4. The image forming method of claim 1, wherein the metal oxide particles are applied with a surface treatment.

5. The image forming method of claim 1, wherein the organic photoreceptor comprises at least a charge generating layer and a charge transporting layer on a conductive support.

6. The image forming method of claim 1, wherein the surface layer contains an antioxidant.

7. The image forming method of claim 1, wherein the toner is a polymerized toner.

8. The image forming method of claim 1, wherein the developing gap (Dsd) between the photoreceptor and the developing sleeve is 0.2 to 0.6 mm.

9. The image forming method of claim 1, wherein a bent depth (Bsd) of the magnetic brush at the developing region between the photoreceptor and the developing sleeve is 0 to 0.8 mm.

10. The image forming method of claim 1, wherein the peripheral speed ratio (Vs/Vopc) of the developing sleeve and the photoreceptor is 1.2 to 3.0.
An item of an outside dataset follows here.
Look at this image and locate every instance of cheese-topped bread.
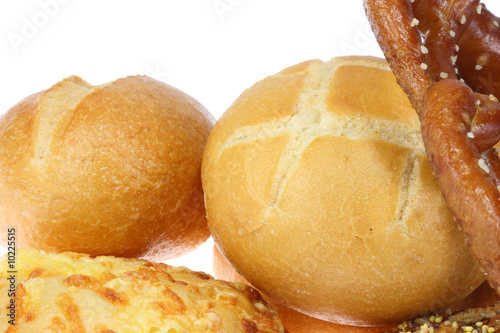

11. The image forming method of claim 1, wherein the peripheral speed ratio (Vs/Vopc) of the developing sleeve and the photoreceptor is 1.5 to 2.5.

12. The image forming method of claim 1, wherein a difference |Vo-Vdc| between the surface electric potential Vo of the photoreceptor and a direct-current component Vdc of a developing bias is 100 to 300 V, a direct-current component Vdc of a developing bias is −300 V to −650 V, an alternate current component Vac of the developing bias is 0.5 to 1.5 KV, frequency is 3 to 9 KHz, duty ratio is made 45 to 70% (the time ratio of the developing side in a rectangular wave), the shape of the alternate current component is a rectangular wave.

13. An image forming method, comprising the steps of:

(a) forming an electrostatic latent image;

(b) forming a developing brush with a developing agent containing toner on a developing sleeve;

(c) visualizing the electrostatic latent image to form a toner image with bringing the developing brush onto the organic photoreceptor while the developing sleeve is rotated in a direction counter to that of the organic photoreceptor at the developing section, and

(d) transferring the toner image to an intermediate transfer member;

(e) conducting the steps of (a) through (d) for each of plural different colors so as to superimpose the plural different color toner images on the intermediate transfer member; and

(f) transferring the superimposed different color toner images to a recording material;

wherein a surface layer of the organic photoreceptor contains metal oxide particles which have a number average primary particle diameter of 3 to 150 nm and metal constituting the metal oxide comprises metal selected from metal of the 3rd or 4th cycle of a periodic table.

14. An image forming-apparatus, comprising:

(a) an organic photoreceptor to form an electrostatic latent image thereon;

(b) a developing device to form a developing brush with a developing agent containing toner on a developing sleeve and to bring the developing brush in contact with the organic photoreceptor at a developing section so as to visualize the electrostatic latent image on the organic photoreceptor to toner image;

wherein a surface layer of the organic photoreceptor contains metal oxide particles which have a number average primary particle diameter of 3 to 150 nm and metal constituting the metal oxide comprises metal selected from metal of the 3rd or 4th cycle of a periodic table, and the electrostatic latent image is visualized to the toner image while the developing sleeve is rotated in a direction counter to that of the organic photoreceptor at the developing section.

15. The image forming apparatus of claim 14, further comprising a plurality of image forming units each comprising the organic photoreceptor, the developing device, and the transfer device, wherein the plurality of image forming units form plural different color toner images with different color toner and transfer the plural different color toner images onto a transfer medium.